山川まさに「共創」ですね。私が東京海上日動システムズにいたときにも、必要な情報をタイムリーに出していただけました。こちらを信頼していないと、決して見せられないような情報も多く含まれており、信頼関係と一緒にやっていこうという気持ちを肌で感じたのを覚えています。

――東京海上日動さんから見たNTTデータの印象は、どのようなものでしたか。

松浦まず、物事を決めるには「決めるための情報提供と提案」が重要ですが、NTTデータさんからはそうした情報提供や提案を「その時点で調べ得るファクト(事実や実績)とそこからの予測や提案」をしっかりと整理して明確に出していただきました。決めるに足りうる情報が常にあったから、その場で素早く判断ができたんです。

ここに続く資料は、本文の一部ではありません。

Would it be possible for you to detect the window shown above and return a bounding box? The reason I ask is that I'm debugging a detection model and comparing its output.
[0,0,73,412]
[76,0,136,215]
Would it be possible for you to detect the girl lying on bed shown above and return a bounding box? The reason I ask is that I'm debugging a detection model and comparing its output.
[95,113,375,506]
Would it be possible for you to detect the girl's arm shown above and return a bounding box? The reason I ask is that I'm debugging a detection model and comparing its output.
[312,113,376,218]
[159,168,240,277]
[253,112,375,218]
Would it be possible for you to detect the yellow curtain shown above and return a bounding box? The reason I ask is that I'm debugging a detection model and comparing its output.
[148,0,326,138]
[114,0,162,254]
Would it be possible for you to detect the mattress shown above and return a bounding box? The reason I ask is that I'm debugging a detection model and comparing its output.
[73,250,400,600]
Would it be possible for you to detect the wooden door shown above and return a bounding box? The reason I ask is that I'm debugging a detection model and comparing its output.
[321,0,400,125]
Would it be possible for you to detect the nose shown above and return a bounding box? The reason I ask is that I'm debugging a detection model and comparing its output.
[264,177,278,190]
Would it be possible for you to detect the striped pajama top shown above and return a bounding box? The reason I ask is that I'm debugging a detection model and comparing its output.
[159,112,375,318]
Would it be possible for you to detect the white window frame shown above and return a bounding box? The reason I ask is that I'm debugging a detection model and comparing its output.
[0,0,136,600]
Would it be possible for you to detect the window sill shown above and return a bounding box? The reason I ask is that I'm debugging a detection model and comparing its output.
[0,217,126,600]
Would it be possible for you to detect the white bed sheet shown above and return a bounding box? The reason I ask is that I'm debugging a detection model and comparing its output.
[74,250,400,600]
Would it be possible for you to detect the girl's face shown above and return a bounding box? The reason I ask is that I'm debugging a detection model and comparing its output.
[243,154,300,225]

また、今回データ分析基盤の構築プロジェクトに入っていただいたメンバーは、僕が間違っていることがあると思ったら、絶対に指摘してくれるんです。だから、僕も思ったことが全部言えましたし、それが間違っていたときにちゃんと一度立ち止まって一緒に考えることができたと思います。

田井中色々な情報を出していただくことで、「目的」とか「こういう姿にしたい」といった思いの共有ができていたことには、プロジェクトを進めていく上で大きな指針となったことから、私たちも感謝しています。だからこそ、私たちから見て「ちょっと最初の目的からズレているかもしれない」と感じたときは、あえて言わなければならないと考えお伝えしていました。

立石私は常々、自分たちが「単なるSIerであってはいけない」と思って仕事をしています。そこには色々な意味があるのですが、そのうちの一つが「お客さまが言ったことをすべて正しいと受け止め、そのままつくります」というスタンスではいけないということです。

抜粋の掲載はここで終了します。